Выбрать главу

— Толстой брал из текста только то, что ему было надо. Мимо остального он проходил с полным равнодушием.

Замечая в каждой религии только те мысли, которые ему были дороги, Толстой в конце концов решил, что только эти истины внушены Богом, ибо они соответствуют совести всех. Все остальное — разноголосица и, стало быть, дело рук человеческих.

С такой точки зрения Евангелие теряло свое исключительное значение. И Толстой охладел к нему.

Но, чтобы оставаться универсальною, религиозная мысль должна была стать очень худосочною. И в самом деле вся религия Толстого свелась теперь к немногим положениям. Твори волю Бога, пославшего тебя на землю. Слиться с Ним предстоит тебе после плотской смерти. Воля Бога состоит в том, чтобы люди любили друг друга и вследствие этого поступали с другими так, как они хотят, чтобы поступали с ними.

Однако, даже такие широкие формулы не всегда удовлетворяют его. Он записывает в дневнике:

«Как-то спросил себя: верю ли я? Точно ли верю в то, что смысл жизни в исполнении воли Бога, воля же в увеличении любви (согласия) в себе и мире, и что этим увеличением, соединением в одно любимого — я готовлю себе будущую жизнь? И невольно ответил, что не верю так, в этой определенной форме. Во что же я верю? — спросил я. И искренно ответил, что верю в то, что надо быть добрым: смиряться, прощать, любить. В это верю всем существом».

Так мало осталось от его долголетних исканий! Иногда он сомневался во всем — даже в существовании Бога. В сущности Бога-творца, Бога-промыслителя, Бога, которого можно просить о чем-либо, — Толстой не признавал в теории. Бог для него непостижим. Бог — это то все, бесконечное все, чего он сознает себя частью. И потому все в нем граничит Богом, и он чувствует его во всем.

Это очень много и очень неопределенно. При таком представлении Толстой иногда задумывался: нельзя ли вообще обойтись без Бога?

«Мне стало приходить в голову, — пишет он, — что можно, что особенно важно для единения с китайцами, с конфуцианами, с буддистами и нашими безбожниками, агностиками, — совсем обойти это понятие. Думал я, что можно удовольствоваться одним понятием и признанием того Бога, который есть во мне, не признавая Бога в самом себе, — Того, который вложил в меня частицу себя. И удивительное дело — мне вдруг стало становиться скучно, уныло, страшно. Я не знал, отчего это, но почувствовал, что вдруг страшно духовно упал, лишился всякой радости и энергии духовной. И тут только я догадался, что это произошло оттого, что я ушел от Бога. И я стал думать — странно сказать — стал гадать, есть ли Бог или нет Его, и, как будто, вновь нашел Его…»

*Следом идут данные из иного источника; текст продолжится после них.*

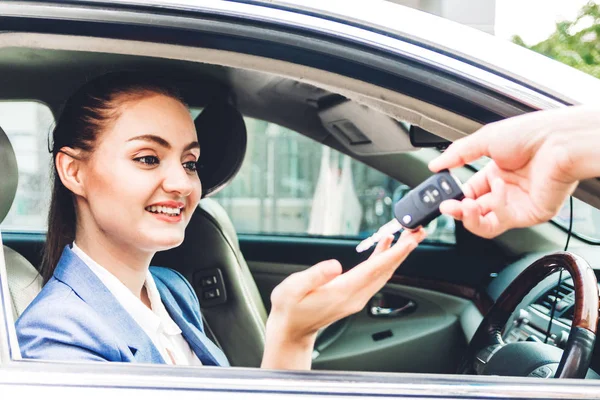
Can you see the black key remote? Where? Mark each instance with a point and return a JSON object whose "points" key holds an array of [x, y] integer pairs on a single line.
{"points": [[422, 204]]}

Ему хочется «опереться» на веру в Бога и в бессмертие души. Главное же, Бог ему «нужен» для того, чтобы выразить то, куда он идет и к кому придет.

Отношения Толстого к этому «необходимому» для разных целей Богу — весьма неопределенны. Еще в восьмидесятых годах публицист и поэт Аксаков говорил, что у Толстого — свой собственный, особый контокоррентный счет с Богом. В девятисотых годах Максим Горький, близко наблюдая Толстого в Крыму, утверждал: «С Богом у него очень неопределенные отношения, но иногда они напоминают мне отношения «двух медведей в одной берлоге»».

Новая фаза духовного развития Толстого выражалась в ослаблении догмы и, стало быть, в росте веротерпимости. Прежние гордые и непоколебимые истины гасли и забывались. Он способен теперь вдруг записать в дневнике такую мысль: «Счастливые периоды моей жизни были только те, когда я всю жизнь отдавал на служение людям. Это были: школы, посредничество, голодающие и религиозная помощь». С точки зрения прежних его теорий, — каждая из этих деятельностей могла быть подвергнута строжайшей критике.

Ему казалось, что уже давно он победил смерть своими рассуждениями. Он долго работал (еще в восьмидесятых годах) над книгою «Жизнь и смерть». Во время этой работы оказалось, что для христианина «смерти нет», и трактат явился в свет под заглавием «О жизни». По представлению Толстого, бессмертная душа, после смерти тела, сливается со «всем», с Богом и таким образом, освобождаясь от похотливого тела, своей темницы, переходит в новую фазу вечной жизни. Последние 20–25 лет он старался всячески убедить себя в этом. Он гипнотизировал себя постоянными разговорами, писаниями и размышлениями на тему о жизни вечной. Правда, не раз ему приходилось отмечать свое тревожное отношение, свои колебания, свои сомнения в этой области. Но постоянно возвращаясь к вопросу о смерти, он все же, казалось, примирился с нею, относился к ней спокойно, даже желал ее.